この仕事の情報によると、ソフトバンクの公式Facebookページ上部にある「いいね!」を押すことで報酬対象となるとのこと。報酬を受けるには事前にこのサイトに登録する必要があるが、パソコン上でボタンをクリックするだけでお金がもらえるという興味深い内容。
(略)
それ以前にこの仕事の問題点は金額や仕事の内容ではない。ソフトバンクが「いいね!」数を金で買い「自作自演」を堂々と行っているという点だ。いいね!が高いことでなんとなくその企業の信頼性が高いと感じていた消費者にとってこれは「よくない」話なのかもしれない。
現在募集は終了したが、申し込みは72件あったようだ。つまりソフトバンクはこのキャンペーンで94万いいねのうち、「72いいね!」を獲得したということになる。
はたしてこの業界ではそれは常套手段なのか、ツイッターでは驚きの声があがっている。

―Twitterの反応
笑ってしまった
・あれ?掲載終了ですか?
ひどす・・
・ソフトバンクにいいね!で65円貰えるのか。
・65円貰ってソフトバンクに魂を売ろう
・こんなのアリなの??
・うははは…これはイイネ!
・こういう案件どういう経緯で発生するのかが興味あるなー
・うわぁ…これはひどい
・いいねを65円で買うのがソフトバンクかwww 
・なんだこれw
・なんじゃこりゃ…
・世の中にはこんなお仕事もあったんだ…
・これがビッグデータを解析して導き出した「顧客満足度向上」アクション?

「いいね!」をお金で買えるという事実が流布してしまえば、消費者にとってもはやそれは何の基準にもならないのかもしれない。

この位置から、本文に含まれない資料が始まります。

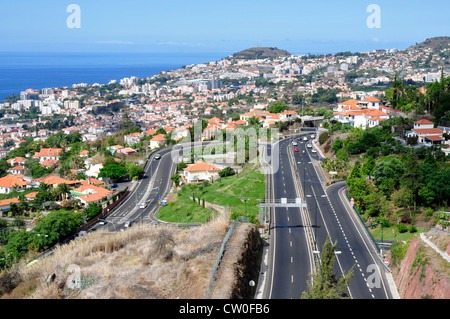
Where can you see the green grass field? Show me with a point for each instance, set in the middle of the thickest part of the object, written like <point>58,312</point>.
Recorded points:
<point>239,192</point>
<point>388,235</point>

まあそれにしても世にステマと言いますが、まったくステルスしてないですよねこれは…
同社のサイトを見てみますと「いいね!」を押すと無料情報配信があるそうで、単純に配信対象者を増やそうという考えでやっていたのかも知れませんがすでに同サービスが終了(というより、存在自体を抹消して逃亡?)していることや、ネット上での反応を見る限りでは「こういう案件どういう経緯で発生するのかが興味ある」と言うしかない話ですが、どうも同社では類似サービスを他にも多数やっていた(そして同様に抹消した)ようですから、遅ればせながらまずいとは気づいたのでしょう。
先日コカコーラが特保でもない新商品を「トクホウ(特報)」と連呼することで売ろうとした、さらに先行する他社の特保商品にパッケージデザインまで酷似させていたということで大騒ぎになり、結局あまりに紛らわしく消費者の誤解を招くということで行政指導を受けた事件がありましたが、この一報を聞いて驚いたのがコカコーラという業界のトップブランドがわざわざこんな危ない橋を渡ってしまったという事実です。
当のコカコーラ側は「特保と誤解させる意図ではなかった」「CM中でも特保ではないと言っているのだから問題ない」「デザインが類似したのはたまたま」等々と主張しているようですが、「トクホウ」と漢字ではなく通常使わないカタカナ表記をしていることといい、大多数の消費者は単純に誤解するか誤解を狙ったあくどい商売をしていると誤解するか、いずれにせよ同社にとって売り上げ増加効果以上のデメリットが大きいように思います。
コカコーラなどは旧来型のメーカーだけにまだしも半分悪のりでやっているのか?と好意的に捉えることも出来ないでもないかも知れませんが、大手通信キャリアーでもあるソフトバンクがネット上でどのような評価を受けることになるかの事前予測も出来ないままこうした企画を見切り発射したのだとすれば、どうも大手各社の中の人のコミュニケーションスキルは大丈夫なのか?と他人事ながら心配になってしまいますね。